"The Invisible Coast." That's what one Mississippi newspaper bitterly calls the state's Gulf of Mexico counties, which Hurricane Katrina mutilated eight months ago. They're invisible to the media spotlight that has bathed shattered New Orleans to the west.
In Mississippi alone, asserts the Sun Herald newspaper, Katrina wrought "the single greatest natural disaster in 229 years of American history." Greater than a killer 1899 flood that swamped Johnstown, Pennsylvania. Greater than the 1906 San Francisco Earthquake. Greater than another monster hurricane, Betsy, that so pulverized the Mississippi coastline in 1965 that it is called "Billion-Dollar Betsy" today.
Howling out of the Gulf late last August, Katrina ravaged 65,000 Mississippi shoreline homes, strewed boats into trees, hurled mammoth offshore casinos onto the beach and reduced restaurants and churches and kiddie carousels to splinters and shards. Two massive U.S. Highway 90 bridges connecting coastal communities are now gnarled chunks of submerged concrete. Whole towns like Waveland, once home to 5,000 people, are simply gone.

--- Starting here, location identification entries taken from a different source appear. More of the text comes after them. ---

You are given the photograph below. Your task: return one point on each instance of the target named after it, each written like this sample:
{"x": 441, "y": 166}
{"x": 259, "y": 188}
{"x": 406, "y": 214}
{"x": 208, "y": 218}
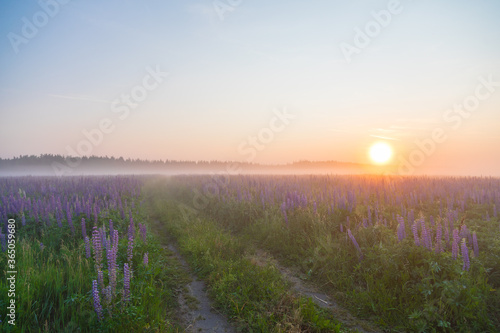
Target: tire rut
{"x": 321, "y": 299}
{"x": 196, "y": 308}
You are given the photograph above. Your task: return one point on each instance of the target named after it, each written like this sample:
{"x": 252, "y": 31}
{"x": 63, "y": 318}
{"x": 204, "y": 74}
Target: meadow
{"x": 406, "y": 254}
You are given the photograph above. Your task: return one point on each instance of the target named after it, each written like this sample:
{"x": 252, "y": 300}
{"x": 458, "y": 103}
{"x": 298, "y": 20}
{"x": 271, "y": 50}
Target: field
{"x": 396, "y": 254}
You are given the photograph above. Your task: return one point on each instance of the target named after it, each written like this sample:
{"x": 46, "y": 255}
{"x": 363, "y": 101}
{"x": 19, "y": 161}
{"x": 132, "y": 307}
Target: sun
{"x": 380, "y": 152}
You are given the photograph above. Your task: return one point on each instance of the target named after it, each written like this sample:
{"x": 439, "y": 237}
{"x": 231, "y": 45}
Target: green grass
{"x": 54, "y": 284}
{"x": 255, "y": 298}
{"x": 397, "y": 285}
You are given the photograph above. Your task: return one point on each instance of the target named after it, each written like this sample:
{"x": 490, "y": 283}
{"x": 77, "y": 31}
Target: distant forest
{"x": 64, "y": 165}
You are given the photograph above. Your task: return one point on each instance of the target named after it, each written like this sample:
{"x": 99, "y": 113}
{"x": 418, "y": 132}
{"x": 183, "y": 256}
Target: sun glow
{"x": 380, "y": 152}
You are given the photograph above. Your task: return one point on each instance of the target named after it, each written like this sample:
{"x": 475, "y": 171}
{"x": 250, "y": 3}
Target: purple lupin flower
{"x": 111, "y": 229}
{"x": 351, "y": 236}
{"x": 476, "y": 246}
{"x": 415, "y": 234}
{"x": 112, "y": 266}
{"x": 439, "y": 235}
{"x": 143, "y": 230}
{"x": 426, "y": 237}
{"x": 87, "y": 247}
{"x": 454, "y": 245}
{"x": 68, "y": 216}
{"x": 130, "y": 248}
{"x": 402, "y": 227}
{"x": 96, "y": 243}
{"x": 97, "y": 300}
{"x": 108, "y": 296}
{"x": 283, "y": 211}
{"x": 100, "y": 279}
{"x": 84, "y": 229}
{"x": 3, "y": 241}
{"x": 126, "y": 283}
{"x": 465, "y": 256}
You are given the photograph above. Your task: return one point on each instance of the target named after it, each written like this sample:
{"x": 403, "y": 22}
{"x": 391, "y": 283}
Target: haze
{"x": 254, "y": 81}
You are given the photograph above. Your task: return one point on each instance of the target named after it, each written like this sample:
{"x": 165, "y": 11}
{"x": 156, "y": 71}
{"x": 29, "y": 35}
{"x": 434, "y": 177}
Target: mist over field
{"x": 234, "y": 166}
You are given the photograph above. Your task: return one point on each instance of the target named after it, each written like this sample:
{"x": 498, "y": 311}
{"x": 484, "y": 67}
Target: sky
{"x": 255, "y": 81}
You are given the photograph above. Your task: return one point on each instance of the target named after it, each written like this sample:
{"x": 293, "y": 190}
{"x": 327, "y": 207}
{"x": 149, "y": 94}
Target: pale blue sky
{"x": 227, "y": 76}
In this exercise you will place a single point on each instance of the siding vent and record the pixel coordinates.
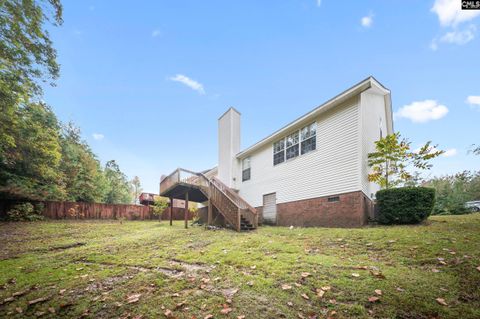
(333, 199)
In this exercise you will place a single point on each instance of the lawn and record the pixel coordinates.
(103, 269)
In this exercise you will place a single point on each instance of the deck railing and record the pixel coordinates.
(185, 176)
(227, 201)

Yet Mississippi's sandy beaches look untouched, inviting -- not that another summer's sunbathers will have many places to stay. As of three weeks ago, there was but one open, sand-strewn motel. When beachgoers look up the hill from the sea, they'll behold, by one estimate, 34 million cubic meters of debris. But they'll see construction cranes, too, as proud Mississippians resolutely rebuild their seaside playland. Still, the gentle Gulf breeze seems to whisper a prayer in advance of another storm season: "Please, not here. Not again."